Bikesharing service moves into high gear

Bikesharing service moves into high gear

By Phil Gaudreau

September 7, 2017


This 'haven', or drop-off location, by Macintosh-Corry has been well stocked with Dropbike's signature orange cycles. (University Communications)

If you’ve returned to campus from summer vacation and spotted a fleet of bright orange bikes around town, you might be wondering where they came from.

In July, Queen’s Physical Plant Services and the City of Kingston announced a deal with Toronto-based Dropbike, bringing 100 rental bikes and installing a number of drop-off points, called ‘havens’, across the city – including six spots on campus. To use the service, simply download the application for your Apple or Android device, register an account with Dropbike and provide a deposit, scan the bike’s QR code, and unlock the bike using a unique code that will be sent to your phone.  The cost to rent a bike is $1 per hour, though your first three rides are free. There is no cost to Queen’s University to host the drop-off points.

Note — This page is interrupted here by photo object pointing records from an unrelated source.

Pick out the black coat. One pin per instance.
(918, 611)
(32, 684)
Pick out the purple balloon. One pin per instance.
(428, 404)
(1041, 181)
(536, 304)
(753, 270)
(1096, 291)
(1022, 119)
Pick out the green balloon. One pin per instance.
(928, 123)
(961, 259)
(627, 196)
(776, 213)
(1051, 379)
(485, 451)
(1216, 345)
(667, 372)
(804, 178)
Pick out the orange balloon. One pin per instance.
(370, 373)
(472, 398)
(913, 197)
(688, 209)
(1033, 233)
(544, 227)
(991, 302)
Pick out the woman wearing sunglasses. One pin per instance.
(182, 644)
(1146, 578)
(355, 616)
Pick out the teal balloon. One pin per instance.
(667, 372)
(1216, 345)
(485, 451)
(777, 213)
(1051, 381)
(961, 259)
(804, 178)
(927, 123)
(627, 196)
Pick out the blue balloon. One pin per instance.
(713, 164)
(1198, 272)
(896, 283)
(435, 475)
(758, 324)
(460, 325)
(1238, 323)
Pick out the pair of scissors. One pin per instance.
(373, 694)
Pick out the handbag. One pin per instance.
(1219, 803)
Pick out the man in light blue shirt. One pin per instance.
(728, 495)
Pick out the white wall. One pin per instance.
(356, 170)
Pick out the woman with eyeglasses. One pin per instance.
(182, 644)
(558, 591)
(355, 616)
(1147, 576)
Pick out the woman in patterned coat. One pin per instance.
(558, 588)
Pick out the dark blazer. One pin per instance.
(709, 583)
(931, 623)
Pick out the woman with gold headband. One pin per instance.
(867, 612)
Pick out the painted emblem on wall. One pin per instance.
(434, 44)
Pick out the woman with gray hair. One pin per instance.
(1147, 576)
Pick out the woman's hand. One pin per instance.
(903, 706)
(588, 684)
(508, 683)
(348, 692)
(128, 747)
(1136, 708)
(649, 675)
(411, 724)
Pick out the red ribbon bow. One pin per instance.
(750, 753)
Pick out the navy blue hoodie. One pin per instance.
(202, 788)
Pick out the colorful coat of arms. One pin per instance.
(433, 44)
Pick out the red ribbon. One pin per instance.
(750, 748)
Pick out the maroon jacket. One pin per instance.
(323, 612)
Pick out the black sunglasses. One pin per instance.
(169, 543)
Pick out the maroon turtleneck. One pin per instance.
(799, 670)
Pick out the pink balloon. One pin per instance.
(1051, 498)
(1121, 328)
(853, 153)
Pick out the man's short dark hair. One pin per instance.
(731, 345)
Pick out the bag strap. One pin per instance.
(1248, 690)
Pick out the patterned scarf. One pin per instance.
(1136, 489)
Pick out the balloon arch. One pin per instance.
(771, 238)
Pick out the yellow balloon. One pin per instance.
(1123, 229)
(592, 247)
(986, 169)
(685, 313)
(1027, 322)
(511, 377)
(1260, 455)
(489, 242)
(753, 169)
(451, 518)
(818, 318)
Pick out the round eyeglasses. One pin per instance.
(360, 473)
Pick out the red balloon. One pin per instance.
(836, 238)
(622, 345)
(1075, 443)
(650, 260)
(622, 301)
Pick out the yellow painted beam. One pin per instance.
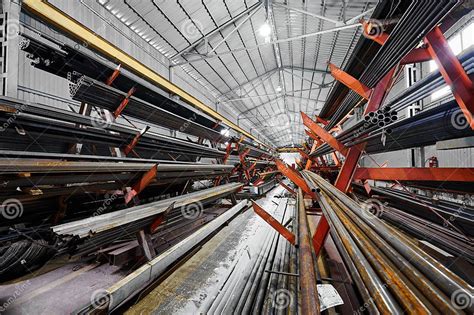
(56, 17)
(287, 150)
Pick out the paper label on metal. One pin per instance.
(328, 296)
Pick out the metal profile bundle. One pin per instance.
(43, 174)
(251, 291)
(362, 54)
(436, 211)
(419, 18)
(445, 122)
(398, 275)
(146, 274)
(60, 128)
(90, 226)
(94, 92)
(414, 93)
(68, 60)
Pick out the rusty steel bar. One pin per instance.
(403, 290)
(309, 293)
(448, 282)
(377, 288)
(436, 296)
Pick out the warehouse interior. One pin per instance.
(236, 157)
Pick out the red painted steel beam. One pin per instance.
(294, 176)
(416, 55)
(336, 159)
(283, 231)
(129, 147)
(309, 161)
(323, 134)
(303, 154)
(124, 102)
(452, 72)
(449, 174)
(349, 81)
(344, 179)
(379, 36)
(291, 191)
(144, 181)
(311, 135)
(322, 121)
(113, 76)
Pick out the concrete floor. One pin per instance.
(193, 287)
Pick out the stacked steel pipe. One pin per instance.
(447, 118)
(270, 278)
(446, 224)
(419, 18)
(397, 275)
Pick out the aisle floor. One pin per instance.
(194, 285)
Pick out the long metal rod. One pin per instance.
(309, 291)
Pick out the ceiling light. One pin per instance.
(265, 30)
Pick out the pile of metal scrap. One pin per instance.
(65, 60)
(35, 127)
(94, 92)
(392, 273)
(446, 224)
(445, 121)
(88, 235)
(405, 36)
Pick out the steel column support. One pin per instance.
(309, 291)
(124, 103)
(452, 72)
(347, 171)
(283, 231)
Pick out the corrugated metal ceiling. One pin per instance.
(266, 85)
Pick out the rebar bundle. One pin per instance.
(397, 275)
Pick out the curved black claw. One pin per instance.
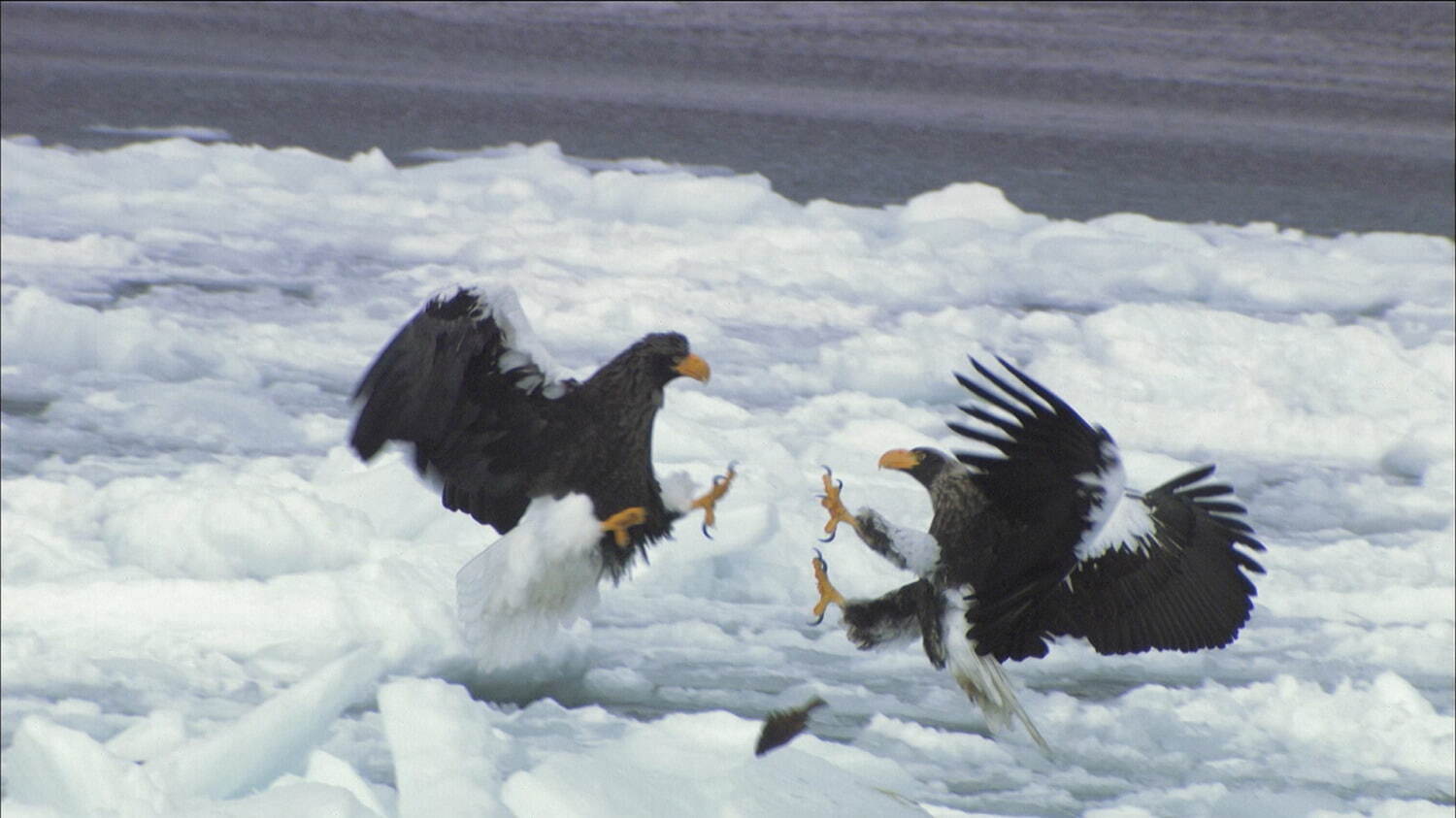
(818, 556)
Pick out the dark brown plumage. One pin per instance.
(1042, 540)
(460, 384)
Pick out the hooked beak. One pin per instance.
(693, 367)
(902, 459)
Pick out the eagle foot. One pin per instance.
(711, 498)
(827, 591)
(620, 521)
(836, 509)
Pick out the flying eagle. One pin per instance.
(1044, 540)
(472, 390)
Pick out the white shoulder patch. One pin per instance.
(1129, 526)
(523, 346)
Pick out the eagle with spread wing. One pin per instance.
(1042, 540)
(469, 387)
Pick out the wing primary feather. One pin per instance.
(993, 399)
(1062, 407)
(1039, 409)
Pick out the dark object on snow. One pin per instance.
(780, 727)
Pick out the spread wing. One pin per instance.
(1047, 495)
(463, 383)
(1165, 573)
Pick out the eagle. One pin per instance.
(1040, 540)
(559, 468)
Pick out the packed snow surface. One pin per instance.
(212, 607)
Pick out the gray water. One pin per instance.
(1321, 116)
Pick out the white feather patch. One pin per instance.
(1109, 482)
(916, 547)
(981, 677)
(514, 597)
(521, 344)
(1127, 527)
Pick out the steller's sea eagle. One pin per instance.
(1045, 540)
(468, 386)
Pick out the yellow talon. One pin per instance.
(711, 498)
(827, 591)
(836, 509)
(620, 521)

“We are pleased to support this new, cost effective, more sustainable way for our community members to get around Kingston,” says Donna Janiec, Vice-Principal (Finance and Administration). “We are working to ensure preserve the long-term well-being of our campus community by decreasing the impact of our community on the environment, and working with Dropbike on this pilot project is one way we can make a difference.”

Since July, Kingstonians and tourists have taken 2,400 rides on the bright orange cycles – mainly short trips around the downtown and campus areas. Farnia Fekri, Dropbike’s Head of Communications, said the “amazing reception” was a pleasant surprise for the company, so in recent weeks they have added new havens and dropped off more bicycles.

“We knew a lot of people in Kingston wanted and needed a bikesharing option, but even we are constantly surprised by how successful our expansion to Kingston has been,” says Ms. Fekri. “The engagement with riders has been great, and we have received a number of positive comments. We are looking forward to having students interact with the bikes this fall, and our district manager will be joining the Queen’s community at the annual sidewalk sale to help spread the word.”

Among Dropbike’s team members is Afraj Gill (Comm’15), the company’s Vice President of Business Development and Government Relations who said, of the company’s expansion to Kingston, “A service like Dropbike would have saved me a lot of time and money in the four years that I spent in Kingston as a Queen's University undergrad.”